On the Number of Incidences Between Points and Planes in Three Dimensions

Abstract

We prove an incidence theorem for points and planes in the projective space ℙ³ over any Field \(\mathbb{F}\), whose characteristic p ≠ 2. An incidence is viewed as an intersection along a line of a pair of two-planes from two canonical rulings of the Klein quadric. The Klein quadric can be traversed by a generic hyperplane, yielding a line-line incidence problem in a three-quadric, the Klein image of a regular line complex. This hyperplane can be chosen so that at most two lines meet. Hence, one can apply an algebraic theorem of Guth and Katz, with a constraint involving p if p > 0.
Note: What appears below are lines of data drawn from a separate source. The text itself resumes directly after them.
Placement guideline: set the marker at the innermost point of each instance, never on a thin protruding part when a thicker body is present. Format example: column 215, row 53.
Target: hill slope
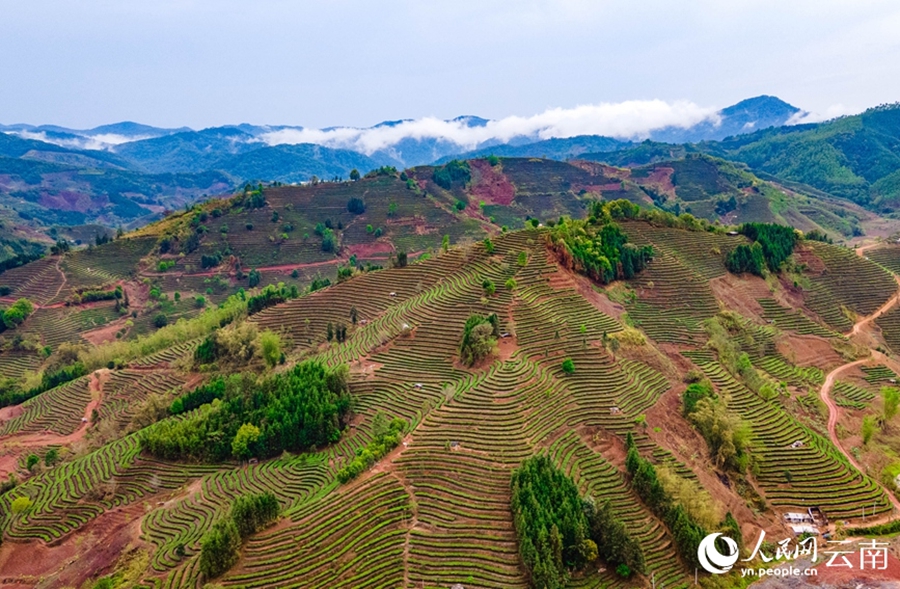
column 574, row 370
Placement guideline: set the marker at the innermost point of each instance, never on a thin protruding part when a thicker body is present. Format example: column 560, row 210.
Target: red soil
column 76, row 558
column 490, row 185
column 366, row 250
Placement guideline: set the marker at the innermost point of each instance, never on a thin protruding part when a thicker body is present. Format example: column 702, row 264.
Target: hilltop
column 614, row 341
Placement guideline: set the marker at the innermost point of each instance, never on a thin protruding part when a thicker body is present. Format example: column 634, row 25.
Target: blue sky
column 346, row 62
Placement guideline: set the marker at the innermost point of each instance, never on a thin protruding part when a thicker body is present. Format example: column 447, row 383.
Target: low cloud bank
column 633, row 119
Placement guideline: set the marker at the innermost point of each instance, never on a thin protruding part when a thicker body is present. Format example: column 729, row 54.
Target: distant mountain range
column 400, row 143
column 129, row 174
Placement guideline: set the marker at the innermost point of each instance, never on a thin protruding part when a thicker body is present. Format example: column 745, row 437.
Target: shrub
column 777, row 241
column 615, row 544
column 254, row 512
column 356, row 206
column 329, row 242
column 479, row 338
column 253, row 278
column 294, row 411
column 51, row 457
column 20, row 504
column 17, row 313
column 270, row 343
column 550, row 522
column 454, row 173
column 746, row 258
column 386, row 436
column 597, row 246
column 219, row 548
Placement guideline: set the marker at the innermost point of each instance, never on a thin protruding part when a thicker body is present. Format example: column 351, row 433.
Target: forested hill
column 855, row 157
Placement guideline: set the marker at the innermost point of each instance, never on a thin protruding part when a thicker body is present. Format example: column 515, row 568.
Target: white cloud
column 96, row 142
column 633, row 119
column 832, row 112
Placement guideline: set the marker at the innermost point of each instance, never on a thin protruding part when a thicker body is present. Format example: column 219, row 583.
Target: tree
column 270, row 344
column 247, row 435
column 20, row 504
column 891, row 398
column 329, row 242
column 17, row 313
column 550, row 522
column 479, row 338
column 254, row 512
column 746, row 258
column 253, row 278
column 615, row 543
column 869, row 427
column 356, row 206
column 219, row 548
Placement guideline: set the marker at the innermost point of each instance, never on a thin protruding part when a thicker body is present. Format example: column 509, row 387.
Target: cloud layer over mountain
column 632, row 119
This yields a bound on the number of incidences between m points and n planes in ℙ³, with m≥n as

$$O\left( {m\sqrt n + mk} \right)$$

, where k is the maximum number of collinear planes, provided that n = O(p²) if p > 0. Examples show that this bound cannot be improved without additional assumptions.

This gives one a vehicle to establish geometric incidence estimates when p >0. For a non-collinear point set S⊆F² and a non-degenerate symmetric or skew-symmetric bilinear form ω, the number of distinct values of ω on pairs of points of S is \(\Omega \left[ {\min \left( {{{\left| S \right|}^{\frac{2}{3}}},p} \right)} \right]\). This is also the best known bound over ℝ, where it follows from the Szemerédi-Trotter theorem. Also, a set S ⊆ F³, not supported in a single semi-isotropic plane contains a point, from which \(\Omega \left[ {\min \left( {{{\left| S \right|}^{\frac{1}{2}}},p} \right)} \right]\) distinct distances to other points of S are attained.